CMC Data Steward is a key technical role in global MSAT that works across multiple functions in Cell Therapy Development and operations (CTDO) to develop a sustainable manufacturing data lake strategy within cell therapy manufacturing network and respond to/manage ongoing CMC data requests originating from a diverse stakeholder within CTDO, manufacturing network, regulatory, clinical, CMC and TCT product teams. A successful candidate in this role will not only provide timely response to the data requests but also develop data management systems and infrastructure to enable a sustainable approach to such requests. The candidate is expected to guide/influence our collective thinking on identifying the right data set to answer the specific scientific question at hand and also direct the teams to the appropriate level of data verification/integrity requirements suitable for intended purpose of the data use. The role is at the center of everything we do in CTDO including process control strategy, continuous process verification, correlative analysis, process improvements to ultimately further our product and process knowledge. As such this role requires an individual who is not only skilled at navigating the complex set of data sources in a multi-site/multi-node complex global supply chain essential for cell therapy commercialization, but also has a sound understanding of the manufacturing process parameters and product attributes. The Sr. Process Engineer will play a key role in product lifecycle management, including development, characterization, commercialization of Celgene s of cell therapy products.

Primary Responsibilities

  • Serve as a single point of contact for managing CMC data requests in CTDO for late stage/commercial products.
  • Work with the drug product and vector MSAT teams to ensure access/availability of the manufacturing data in support of continuous verification programs
  • Serve as the MSAT member of the Celgene s correlative analysis team to ensure team has the access to the needed manufacturing data, contribute to the process/product knowledge understanding through this effort and bring the insights back to the MSAT team to drive process life cycle management plan
  • Collaborate with data stewards and other stakeholders in CTDO to share data management best practices across development and manufacturing, and drive design of data policies, standards and procedures.
  • Develop and maintain metadata and controlled vocabulary business terms (definitions and business rules) and other artifacts associated with the control and data standardization of data assets; and ensure that they are properly reviewed and approved by the Data Owners.
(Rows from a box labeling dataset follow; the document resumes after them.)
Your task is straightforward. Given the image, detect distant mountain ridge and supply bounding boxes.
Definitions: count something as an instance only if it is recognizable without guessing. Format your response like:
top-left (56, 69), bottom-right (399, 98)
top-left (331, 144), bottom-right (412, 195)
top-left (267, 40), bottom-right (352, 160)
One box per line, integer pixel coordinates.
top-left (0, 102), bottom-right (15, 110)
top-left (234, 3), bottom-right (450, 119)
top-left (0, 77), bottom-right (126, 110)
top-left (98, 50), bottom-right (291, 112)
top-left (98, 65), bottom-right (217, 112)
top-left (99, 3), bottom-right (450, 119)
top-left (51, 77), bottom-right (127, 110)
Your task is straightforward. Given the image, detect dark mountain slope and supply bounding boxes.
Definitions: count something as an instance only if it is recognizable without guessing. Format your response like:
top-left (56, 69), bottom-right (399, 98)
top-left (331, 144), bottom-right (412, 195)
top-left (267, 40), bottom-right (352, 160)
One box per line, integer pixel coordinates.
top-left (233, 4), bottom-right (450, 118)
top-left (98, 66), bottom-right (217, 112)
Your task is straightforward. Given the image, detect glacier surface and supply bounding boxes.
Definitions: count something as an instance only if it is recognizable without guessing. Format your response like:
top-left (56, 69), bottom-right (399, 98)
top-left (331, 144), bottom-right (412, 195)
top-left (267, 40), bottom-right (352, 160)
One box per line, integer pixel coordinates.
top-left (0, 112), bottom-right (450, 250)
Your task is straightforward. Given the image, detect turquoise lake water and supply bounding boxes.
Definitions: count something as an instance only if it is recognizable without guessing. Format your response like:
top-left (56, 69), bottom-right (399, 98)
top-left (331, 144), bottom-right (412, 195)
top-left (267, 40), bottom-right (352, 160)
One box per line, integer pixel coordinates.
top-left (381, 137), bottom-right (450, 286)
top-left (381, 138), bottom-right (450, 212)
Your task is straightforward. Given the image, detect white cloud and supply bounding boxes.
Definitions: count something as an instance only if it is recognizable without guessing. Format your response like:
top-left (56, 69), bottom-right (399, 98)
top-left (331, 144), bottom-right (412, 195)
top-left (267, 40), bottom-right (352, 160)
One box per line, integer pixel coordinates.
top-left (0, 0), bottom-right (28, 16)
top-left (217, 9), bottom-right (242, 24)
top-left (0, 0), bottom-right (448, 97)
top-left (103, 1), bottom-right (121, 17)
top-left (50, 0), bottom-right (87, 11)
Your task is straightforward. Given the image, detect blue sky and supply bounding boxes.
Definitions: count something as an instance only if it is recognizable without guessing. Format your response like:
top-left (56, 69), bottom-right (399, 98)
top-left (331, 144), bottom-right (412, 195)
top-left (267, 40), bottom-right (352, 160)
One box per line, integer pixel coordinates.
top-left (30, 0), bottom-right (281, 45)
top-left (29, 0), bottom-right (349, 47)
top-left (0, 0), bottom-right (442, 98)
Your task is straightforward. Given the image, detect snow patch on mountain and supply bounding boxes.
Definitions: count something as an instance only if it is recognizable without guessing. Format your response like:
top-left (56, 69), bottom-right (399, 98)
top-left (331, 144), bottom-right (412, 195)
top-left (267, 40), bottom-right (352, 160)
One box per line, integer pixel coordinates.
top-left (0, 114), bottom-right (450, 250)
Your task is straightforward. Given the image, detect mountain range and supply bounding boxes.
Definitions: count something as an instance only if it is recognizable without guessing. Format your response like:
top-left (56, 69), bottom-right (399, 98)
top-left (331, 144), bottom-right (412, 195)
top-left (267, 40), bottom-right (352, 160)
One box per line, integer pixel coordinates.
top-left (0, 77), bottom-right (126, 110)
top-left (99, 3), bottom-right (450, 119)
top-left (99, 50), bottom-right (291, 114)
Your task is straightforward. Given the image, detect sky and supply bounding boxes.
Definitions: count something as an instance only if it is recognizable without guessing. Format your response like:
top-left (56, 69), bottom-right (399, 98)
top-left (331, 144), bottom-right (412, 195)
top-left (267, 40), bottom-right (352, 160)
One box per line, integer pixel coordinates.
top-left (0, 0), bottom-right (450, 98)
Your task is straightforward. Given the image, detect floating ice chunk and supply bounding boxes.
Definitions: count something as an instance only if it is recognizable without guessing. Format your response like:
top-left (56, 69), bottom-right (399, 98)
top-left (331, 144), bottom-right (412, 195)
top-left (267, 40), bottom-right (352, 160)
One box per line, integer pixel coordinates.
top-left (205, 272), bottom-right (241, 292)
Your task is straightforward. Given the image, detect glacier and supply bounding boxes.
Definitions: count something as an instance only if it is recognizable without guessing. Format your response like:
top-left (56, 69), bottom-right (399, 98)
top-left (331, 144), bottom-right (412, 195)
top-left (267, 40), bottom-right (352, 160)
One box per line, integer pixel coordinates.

Implement, maintain and monitor data quality requirements and business rules for assigned data assets and data attributes.
  • Work with internal and external manufacturing sites to ensure ongoing manufacturing data is captured in a standardized way across sites in a single global database
  • Identify systems, tools needed to manage the data lake and work with internal and external IT experts to simplify manufacturing data access
  • Support investigation teams to troubleshoot atypical observations/non-conformances by providing the necessary data and insights to help identify root cause
  • Serve as a point person to provide historical manufacturing data sets needed to establish and comparability and qualification protocols
  • Improve workflow and processes followed for managing data requests to continue to simply and improve lead time for such requests
  • Define the necessary level of data integrity/verifications required based on intended use.
  • Responsibilities of this role include using software tools and systems to collect data sets that support advanced analytics of cell therapy manufacturing data.
  • Train end-users on the use and maintenance of data management tools and systems. Assist in the transfer of tools and analytical methods to other functional groups, as needed
    BASIC Qualifications
    • B.S. or M.S in Chemical Engineering, Biochemical Engineering or equivalent with minimum of 6+ years relevant experience in biologic process/analytical development or commercial biologic manufacturing process support.
    • Experience working with various IT systems/automation platforms.
    • 3+ years of experience working in a GMP environment
    • Demonstrated ability to effectively work in cross functional teams in a fast-paced environment
    • Excellent problem-solving skills.
    • Proficiency utilizing MS Office products and working knowledge of statistical software (R, JMP, Minitab)
    • Strong scientific and technical writing.
    • Excellent verbal and written communication skills to be able to communicate with a diverse audience with variable level of technical understanding of the systems and manufacturing processes
    • Knowledge of MES and LIMS systems
    • Ability to write scripts, specifically in VBA, Python, SQL, R-script, or C# is preferred
      PREFERRED QUALIFICATIONS
      • Experience in development and/or characterization of biologics and/or cell therapy manufacturing processes.
      • Knowledge of cellular immunology a plus.
      • Experience working with databases such as Oracle or SQL Manager is preferred.


        About Us

        COMMITTED TO IMPROVING THE LIVES OF PATIENTS WORLDWIDE

        At Celgene, we seek to deliver truly innovative and life-changing drugs for our patients. Our vision as a company is to build a major global biopharmaceutical corporation while focusing on the discovery, the development, and the commercialization of products for the treatment of cancer and other severe, immune, inflammatory conditions.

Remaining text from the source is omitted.